Если ваша кровь — река, то где море?

 

Центральный принцип, лежащий в основе Правил миссис Куинти для Стиля Литературного Творчества, состоит в том, что у вас должны быть Начало, Середина и Конец. Если у вас их нет, ваш Читатель Потерялся.
— Но что, если он Потерялся точно там, где и писатель? — спросила я у нее.
— Рут, писатель не может потеряться, — ответила она, тут же поняла, что ответила слишком быстро, и прикусила губу, зная, что я собиралась сказать что-то о Папе. Она прижала колени друг к другу и зашлась в припадке сухого кашля.
Это, Дорогой Читатель, речной рассказ. Я выбрала стиль «Меандр». Знаю, что в «Братьях Карамазовых» (Книга 1777, Пингвин Классикс, Лондон) Ипполит Кириллович выбрал историческую форму повествования, поскольку Достоевский сказал, что это проверило его собственную буйную риторику. Начала, середины и концы принудительно помещают вас в то место, где вы должны Придерживаться Повествования, как сказал Мейв Малви в тот вечер, когда получившие Сертификат Младшего Цикла Средней Школы должны были пойти в кино в Эннисе, но покупали напитки в алюминиевых банках в Даннесе и пили на парковке Парнелл Стрит, и миссис Пендер видела, что Грайне Хейз прилипла к покрытым слоем соли-и-уксуса губам какого-то прыщавого и тощего, как жердь, парня у Высотки, и на Грайне было более чем достаточно карандаша для глаз и туши, из-за чего она выглядела, как диснеевский барсук, а юбка микромини была не больше двух дюймов и выглядела, как кусок черной пластиковой обертки для силоса, и все эти события требовали выбрать историческую форму и Придерживаться Повествования с того момента, как Грайне Хейз вышла из дома Хейзов ранее тем вечером в джинсах и худи. Но есть и другой способ Придерживаться Повествования, какой досаждает вам, действует на нервы, раздражает вас. Это бывает, когда вы погрузились в реку, потом вышли на берег, приняли душ и вытерлись досуха, но ощущение все еще там, и вы не можете забыть, что были в реке.
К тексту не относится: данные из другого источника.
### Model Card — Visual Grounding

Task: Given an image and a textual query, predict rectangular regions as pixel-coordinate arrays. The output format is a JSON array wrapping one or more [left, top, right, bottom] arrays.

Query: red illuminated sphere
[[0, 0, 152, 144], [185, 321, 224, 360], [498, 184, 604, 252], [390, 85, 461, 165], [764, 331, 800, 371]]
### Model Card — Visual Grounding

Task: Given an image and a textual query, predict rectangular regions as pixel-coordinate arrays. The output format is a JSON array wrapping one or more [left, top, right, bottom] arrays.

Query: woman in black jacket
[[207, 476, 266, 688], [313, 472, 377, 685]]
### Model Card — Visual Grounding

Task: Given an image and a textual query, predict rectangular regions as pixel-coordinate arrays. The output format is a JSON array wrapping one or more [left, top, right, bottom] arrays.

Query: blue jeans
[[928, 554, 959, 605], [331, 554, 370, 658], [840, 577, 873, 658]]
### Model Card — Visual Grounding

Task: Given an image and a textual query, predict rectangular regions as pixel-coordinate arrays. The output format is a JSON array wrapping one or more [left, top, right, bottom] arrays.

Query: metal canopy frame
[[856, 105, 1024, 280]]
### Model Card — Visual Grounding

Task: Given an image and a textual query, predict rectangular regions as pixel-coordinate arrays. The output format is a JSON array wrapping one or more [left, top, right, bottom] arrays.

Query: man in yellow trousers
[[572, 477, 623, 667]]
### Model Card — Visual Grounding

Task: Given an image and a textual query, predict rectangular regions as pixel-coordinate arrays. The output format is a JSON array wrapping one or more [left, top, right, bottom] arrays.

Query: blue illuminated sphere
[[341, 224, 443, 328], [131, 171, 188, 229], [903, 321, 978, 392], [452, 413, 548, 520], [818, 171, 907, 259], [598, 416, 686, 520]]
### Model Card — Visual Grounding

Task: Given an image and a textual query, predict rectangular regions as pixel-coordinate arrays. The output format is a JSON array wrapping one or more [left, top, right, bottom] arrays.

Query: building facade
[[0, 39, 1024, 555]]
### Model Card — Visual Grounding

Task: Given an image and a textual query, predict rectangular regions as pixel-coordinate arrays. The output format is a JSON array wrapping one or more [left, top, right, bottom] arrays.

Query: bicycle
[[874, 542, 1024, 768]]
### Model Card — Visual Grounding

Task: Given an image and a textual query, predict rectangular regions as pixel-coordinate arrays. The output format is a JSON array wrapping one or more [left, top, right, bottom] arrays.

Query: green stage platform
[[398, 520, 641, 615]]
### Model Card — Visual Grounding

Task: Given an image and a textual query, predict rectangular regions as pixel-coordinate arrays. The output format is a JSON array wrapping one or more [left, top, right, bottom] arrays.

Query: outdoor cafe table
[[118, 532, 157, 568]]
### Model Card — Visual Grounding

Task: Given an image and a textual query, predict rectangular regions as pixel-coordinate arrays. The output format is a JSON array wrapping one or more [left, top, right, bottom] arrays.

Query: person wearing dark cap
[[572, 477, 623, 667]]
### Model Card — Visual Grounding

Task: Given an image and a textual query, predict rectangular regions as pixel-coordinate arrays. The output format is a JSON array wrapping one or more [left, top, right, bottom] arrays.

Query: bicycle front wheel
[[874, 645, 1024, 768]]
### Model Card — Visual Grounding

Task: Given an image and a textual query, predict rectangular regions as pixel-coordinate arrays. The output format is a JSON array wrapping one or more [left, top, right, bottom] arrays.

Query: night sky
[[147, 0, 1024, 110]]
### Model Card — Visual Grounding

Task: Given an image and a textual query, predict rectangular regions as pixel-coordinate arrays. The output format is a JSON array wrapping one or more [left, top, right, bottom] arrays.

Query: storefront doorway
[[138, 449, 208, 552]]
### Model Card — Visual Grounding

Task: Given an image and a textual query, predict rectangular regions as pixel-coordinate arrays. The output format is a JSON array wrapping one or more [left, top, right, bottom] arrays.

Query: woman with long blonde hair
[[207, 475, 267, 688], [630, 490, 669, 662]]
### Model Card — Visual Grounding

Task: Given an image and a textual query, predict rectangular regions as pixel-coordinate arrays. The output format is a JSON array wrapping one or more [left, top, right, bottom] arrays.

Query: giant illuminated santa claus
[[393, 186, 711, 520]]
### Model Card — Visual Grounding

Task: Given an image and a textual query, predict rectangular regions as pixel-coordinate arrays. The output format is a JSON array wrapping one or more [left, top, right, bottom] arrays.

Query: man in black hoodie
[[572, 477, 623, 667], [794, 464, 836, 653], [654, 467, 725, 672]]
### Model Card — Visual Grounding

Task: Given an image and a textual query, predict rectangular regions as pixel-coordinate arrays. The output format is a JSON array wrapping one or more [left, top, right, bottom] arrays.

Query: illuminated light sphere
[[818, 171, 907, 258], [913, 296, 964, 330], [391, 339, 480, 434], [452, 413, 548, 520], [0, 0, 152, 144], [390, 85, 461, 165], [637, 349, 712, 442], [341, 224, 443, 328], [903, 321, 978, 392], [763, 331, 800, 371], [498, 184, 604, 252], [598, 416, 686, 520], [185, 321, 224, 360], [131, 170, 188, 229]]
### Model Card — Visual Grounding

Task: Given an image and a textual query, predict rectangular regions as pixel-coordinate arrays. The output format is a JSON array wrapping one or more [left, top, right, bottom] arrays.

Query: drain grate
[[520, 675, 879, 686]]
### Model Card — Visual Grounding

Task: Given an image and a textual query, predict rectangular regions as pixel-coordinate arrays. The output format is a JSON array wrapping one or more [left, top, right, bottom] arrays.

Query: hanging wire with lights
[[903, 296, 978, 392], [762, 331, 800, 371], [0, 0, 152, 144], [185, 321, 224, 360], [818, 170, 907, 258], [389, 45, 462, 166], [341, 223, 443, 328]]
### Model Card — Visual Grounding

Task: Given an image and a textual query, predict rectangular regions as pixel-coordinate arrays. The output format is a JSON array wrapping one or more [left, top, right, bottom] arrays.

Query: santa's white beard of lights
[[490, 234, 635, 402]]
Вот, например, день, когда Мама повела меня и Энея в цирк. Цирк Даффи каждое лето приезжал в Фаху с тех пор, как Даффи в первый раз купил верблюда, и располагался на поле Гэльской атлетической ассоциации в гигантской желтой палатке, пахнущей магией, если магию считать слоновьим навозом, сеном и табаком. Эта палатка становилась домом для экзотической коллекции мух, мотыльков и комаров, и я представляла себе, как эти насекомые вращаются вокруг головы Мелькиадеса, когда несколько лет спустя читала отцовский экземпляр книги с пожелтевшими страницами «Сто Лет Одиночества» (Книга 2000, Габриэль Гарсия Маркес, Пикадор, Лондон), тот самый, в котором есть надпись «A mi amigo V, que me ha enseñado un nuevo modo de entender la vida, Paco», но я так никогда и не узнала, кем был этот Пако, или какой новый образ жизни В преподал ему.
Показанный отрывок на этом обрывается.